Human Evaluators: We strongly encourage a hybrid-evaluation approach, i.e. combining automated techniques with human evaluation. This helps you account for metric bias and better align your evaluators with your domain experts' scoring rubric. To enable this, you can define custom scoring rubrics in HoneyHive for graders to use when evaluating traces.
HoneyHive allows you to filter and curate datasets from your production logs. These datasets can be annotated by domain experts within the platform and exported programmatically for fine-tuning open-source models.
You can export datasets curated within HoneyHive using our SDK and use your preferred GPU cloud and optimization method (such as SFT, DPO, etc.) to fine-tune custom models. You can optionally also build active learning pipelines using our SDK to periodically export logs and run fine-tuning and validation jobs with your preferred fine-tuning providers. Contact us to learn more.
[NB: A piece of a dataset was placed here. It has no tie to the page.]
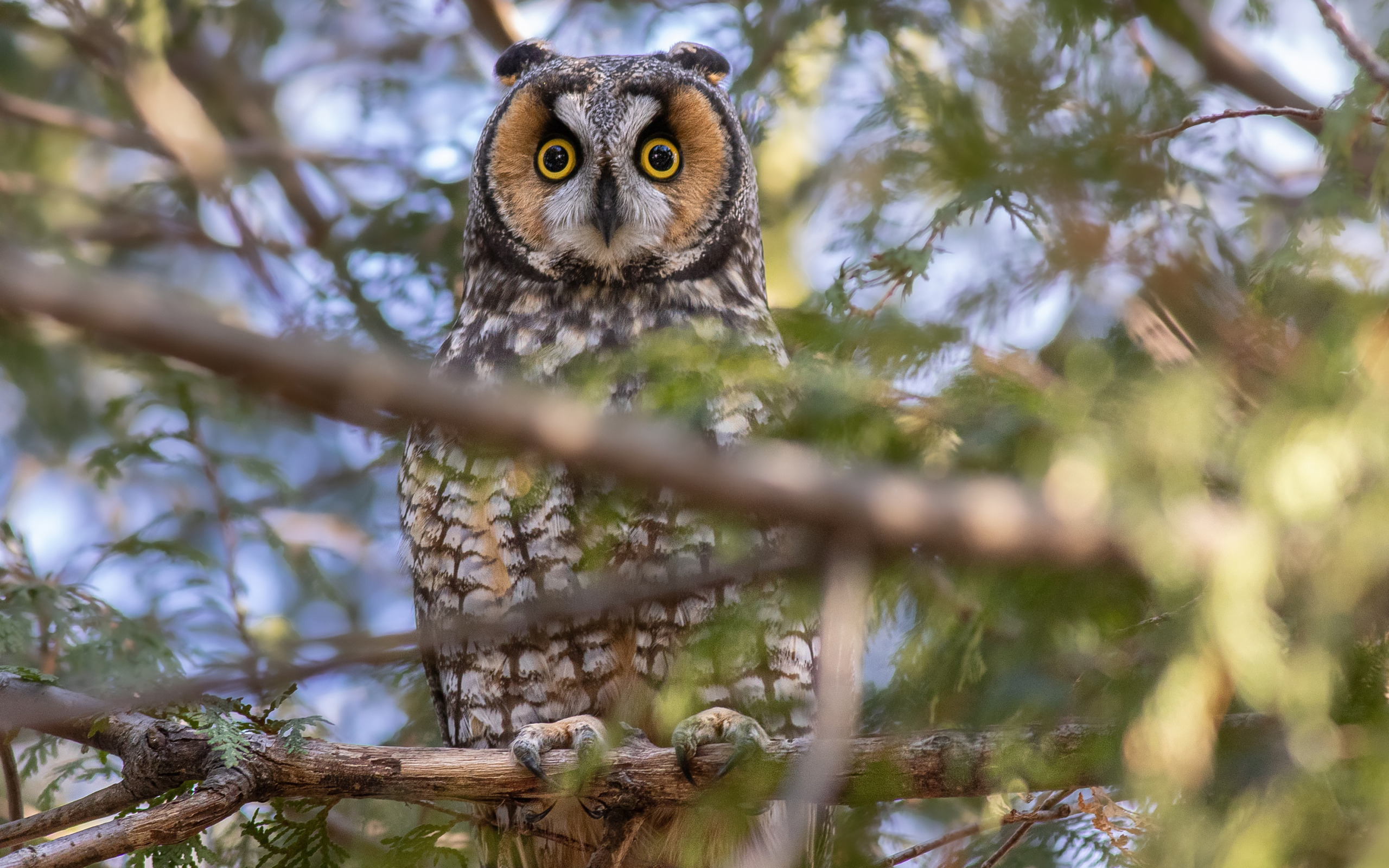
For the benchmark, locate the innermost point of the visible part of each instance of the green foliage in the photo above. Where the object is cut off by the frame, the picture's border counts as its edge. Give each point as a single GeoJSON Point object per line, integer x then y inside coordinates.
{"type": "Point", "coordinates": [1203, 367]}
{"type": "Point", "coordinates": [420, 846]}
{"type": "Point", "coordinates": [295, 844]}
All data is secure and encrypted in transit and at rest, managed by AWS. We conduct regular penetration tests, are currently undergoing SOC-2 audit, and provide flexible hosting solutions (cloud-hosted or in your VPC) to meet your security and privacy needs.
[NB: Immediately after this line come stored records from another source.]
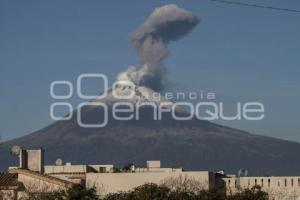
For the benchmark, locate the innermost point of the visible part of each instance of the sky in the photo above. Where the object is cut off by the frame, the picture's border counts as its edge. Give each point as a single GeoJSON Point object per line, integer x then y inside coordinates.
{"type": "Point", "coordinates": [240, 53]}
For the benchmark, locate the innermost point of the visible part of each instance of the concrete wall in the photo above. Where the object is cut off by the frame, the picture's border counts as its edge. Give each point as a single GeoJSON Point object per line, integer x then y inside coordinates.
{"type": "Point", "coordinates": [113, 182]}
{"type": "Point", "coordinates": [8, 195]}
{"type": "Point", "coordinates": [279, 188]}
{"type": "Point", "coordinates": [37, 185]}
{"type": "Point", "coordinates": [51, 169]}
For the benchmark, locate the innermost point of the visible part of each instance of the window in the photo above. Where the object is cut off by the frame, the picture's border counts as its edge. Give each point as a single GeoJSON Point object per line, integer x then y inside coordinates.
{"type": "Point", "coordinates": [285, 182]}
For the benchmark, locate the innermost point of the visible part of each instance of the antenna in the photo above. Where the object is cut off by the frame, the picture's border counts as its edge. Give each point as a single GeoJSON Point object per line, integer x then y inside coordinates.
{"type": "Point", "coordinates": [58, 162]}
{"type": "Point", "coordinates": [15, 150]}
{"type": "Point", "coordinates": [242, 172]}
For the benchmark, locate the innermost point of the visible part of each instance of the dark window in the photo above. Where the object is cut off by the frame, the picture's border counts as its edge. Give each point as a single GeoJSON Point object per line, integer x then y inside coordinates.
{"type": "Point", "coordinates": [285, 182]}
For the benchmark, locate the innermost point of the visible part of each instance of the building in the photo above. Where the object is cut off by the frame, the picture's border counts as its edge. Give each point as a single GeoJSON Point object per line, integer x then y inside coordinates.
{"type": "Point", "coordinates": [278, 187]}
{"type": "Point", "coordinates": [32, 175]}
{"type": "Point", "coordinates": [106, 183]}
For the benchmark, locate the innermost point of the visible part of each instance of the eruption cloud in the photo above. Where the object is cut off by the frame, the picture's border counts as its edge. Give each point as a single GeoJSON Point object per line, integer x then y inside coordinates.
{"type": "Point", "coordinates": [167, 23]}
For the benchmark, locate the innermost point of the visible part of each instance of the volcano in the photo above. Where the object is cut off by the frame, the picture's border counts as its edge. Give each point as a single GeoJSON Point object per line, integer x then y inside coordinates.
{"type": "Point", "coordinates": [192, 144]}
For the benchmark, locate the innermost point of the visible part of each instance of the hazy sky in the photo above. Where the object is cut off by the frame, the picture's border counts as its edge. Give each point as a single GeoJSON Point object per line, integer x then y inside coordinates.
{"type": "Point", "coordinates": [241, 53]}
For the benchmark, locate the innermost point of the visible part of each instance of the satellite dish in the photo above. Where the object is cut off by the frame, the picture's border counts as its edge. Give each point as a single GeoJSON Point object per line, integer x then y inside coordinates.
{"type": "Point", "coordinates": [243, 172]}
{"type": "Point", "coordinates": [15, 150]}
{"type": "Point", "coordinates": [58, 162]}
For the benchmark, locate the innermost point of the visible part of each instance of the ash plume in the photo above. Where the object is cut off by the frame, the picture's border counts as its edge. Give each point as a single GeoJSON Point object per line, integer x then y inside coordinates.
{"type": "Point", "coordinates": [150, 40]}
By default, we do not proxy your requests via our servers. Instead, we store prompts as configurations, which can be deployed and used in your application logic using the GET /Configuration API endpoint.
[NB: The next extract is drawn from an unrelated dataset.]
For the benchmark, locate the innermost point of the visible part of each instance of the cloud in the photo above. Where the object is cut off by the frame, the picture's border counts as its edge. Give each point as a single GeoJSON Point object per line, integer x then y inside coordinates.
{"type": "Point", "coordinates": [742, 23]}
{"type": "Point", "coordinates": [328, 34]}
You can log traces and any batch evaluation runs using our tracers and API endpoints, or async via our batch ingestion API endpoint. We offer native SDKs in Python and Typescript with OpenTelemetry support, and provide additional integrations with popular frameworks like LangChain and LlamaIndex.
We use OpenTelemetry (OTEL) to auto-instrument applications in Python and Typescript.
For users using other languages, you can ingest your OpenTelemetry traces to our OTEL endpoint or manually instrument your application using our APIs.